To everyone at Aibility — Tom and Martin, co-CEOs who believed in this from the start. Filip, the founder. Kačka, who shaped how Aimee looked and felt. Žaneta, the queen. Petra, Aneta, Verča, Helča, Blanka, Jakub, Hanka. And those who walked part of the way with us — Verča, Pavel, Honza, Petr, Čeňka, Jakub, Alča, Jakub. Every one of you made this what it was. Thank you.

And that gratitude? That's the point. Those names aren't just a list. They're the people I grew with, argued with, figured things out alongside. No AI gave me that.

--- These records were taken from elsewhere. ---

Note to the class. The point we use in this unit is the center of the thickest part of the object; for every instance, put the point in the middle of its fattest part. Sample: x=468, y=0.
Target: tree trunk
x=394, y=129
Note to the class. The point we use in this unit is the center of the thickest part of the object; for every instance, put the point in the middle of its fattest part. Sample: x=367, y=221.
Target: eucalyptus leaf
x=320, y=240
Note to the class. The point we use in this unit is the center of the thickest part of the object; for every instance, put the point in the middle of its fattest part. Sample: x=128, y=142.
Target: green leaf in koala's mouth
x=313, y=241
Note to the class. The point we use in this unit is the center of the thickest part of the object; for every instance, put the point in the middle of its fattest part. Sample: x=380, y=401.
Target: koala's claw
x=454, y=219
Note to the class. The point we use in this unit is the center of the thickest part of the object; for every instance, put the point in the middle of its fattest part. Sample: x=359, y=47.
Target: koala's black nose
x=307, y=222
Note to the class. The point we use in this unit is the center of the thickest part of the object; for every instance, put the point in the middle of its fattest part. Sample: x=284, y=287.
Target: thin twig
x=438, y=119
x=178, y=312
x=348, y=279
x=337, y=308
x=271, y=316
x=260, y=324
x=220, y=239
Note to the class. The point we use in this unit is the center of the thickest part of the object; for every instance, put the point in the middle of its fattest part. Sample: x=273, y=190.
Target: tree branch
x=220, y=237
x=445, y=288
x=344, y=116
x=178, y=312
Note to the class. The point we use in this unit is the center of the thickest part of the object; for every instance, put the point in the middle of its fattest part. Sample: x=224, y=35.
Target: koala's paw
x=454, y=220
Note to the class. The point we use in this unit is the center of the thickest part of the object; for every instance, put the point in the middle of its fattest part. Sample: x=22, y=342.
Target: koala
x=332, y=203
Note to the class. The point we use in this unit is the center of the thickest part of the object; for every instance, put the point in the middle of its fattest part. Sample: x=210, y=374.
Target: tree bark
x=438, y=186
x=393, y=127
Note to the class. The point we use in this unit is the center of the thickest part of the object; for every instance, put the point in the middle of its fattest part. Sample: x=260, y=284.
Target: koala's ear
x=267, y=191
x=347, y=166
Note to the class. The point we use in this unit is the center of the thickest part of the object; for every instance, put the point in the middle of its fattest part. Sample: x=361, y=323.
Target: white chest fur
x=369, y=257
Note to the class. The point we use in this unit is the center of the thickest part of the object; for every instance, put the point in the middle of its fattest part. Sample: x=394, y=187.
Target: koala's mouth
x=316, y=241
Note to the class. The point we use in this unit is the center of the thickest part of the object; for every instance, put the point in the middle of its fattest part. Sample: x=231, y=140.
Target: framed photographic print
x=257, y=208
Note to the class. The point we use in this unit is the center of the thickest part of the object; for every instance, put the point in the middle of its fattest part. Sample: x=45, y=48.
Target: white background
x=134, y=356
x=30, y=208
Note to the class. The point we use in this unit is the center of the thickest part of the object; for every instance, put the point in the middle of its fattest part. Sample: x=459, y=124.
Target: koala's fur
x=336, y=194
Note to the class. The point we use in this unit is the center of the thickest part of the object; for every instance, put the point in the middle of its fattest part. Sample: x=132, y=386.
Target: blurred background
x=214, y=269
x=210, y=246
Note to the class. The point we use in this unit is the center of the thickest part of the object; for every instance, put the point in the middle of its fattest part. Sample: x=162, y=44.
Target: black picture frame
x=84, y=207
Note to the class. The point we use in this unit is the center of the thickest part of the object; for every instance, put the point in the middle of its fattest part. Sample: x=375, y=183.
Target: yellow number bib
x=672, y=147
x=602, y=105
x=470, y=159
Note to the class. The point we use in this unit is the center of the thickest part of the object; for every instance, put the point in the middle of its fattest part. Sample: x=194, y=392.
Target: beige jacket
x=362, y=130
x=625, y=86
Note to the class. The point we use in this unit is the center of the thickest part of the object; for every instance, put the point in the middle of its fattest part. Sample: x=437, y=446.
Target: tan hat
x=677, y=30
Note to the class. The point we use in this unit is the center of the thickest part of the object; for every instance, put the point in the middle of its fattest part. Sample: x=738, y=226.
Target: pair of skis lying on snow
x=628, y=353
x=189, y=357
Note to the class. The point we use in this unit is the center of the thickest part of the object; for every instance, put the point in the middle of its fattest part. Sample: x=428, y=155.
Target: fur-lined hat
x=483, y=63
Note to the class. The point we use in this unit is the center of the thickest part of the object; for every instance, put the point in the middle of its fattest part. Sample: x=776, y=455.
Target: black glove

We're entering an era where working alone is easier than ever. The tools are incredible. The speed is real. But your AI won't genuinely disagree with you. It won't bring a perspective shaped by a life you haven't lived. It won't push back because it cares about the outcome in a way that's different from how you care. It will be helpful, agreeable, and fast — and none of that will teach you how to work with someone who sees the world differently than you do.

That's the trade-off nobody's talking about. And I think it's the one that matters most.

If any of this resonates, don't just like this and scroll on. Talk to someone about it — a colleague, a friend, the person next to you who's been unusually quiet lately. And if you want, talk to me. I mean that. I'm not the most naturally social person, and reaching out still costs me something every time. But I think that's exactly why it matters — choosing to connect when you don't have to is the whole point.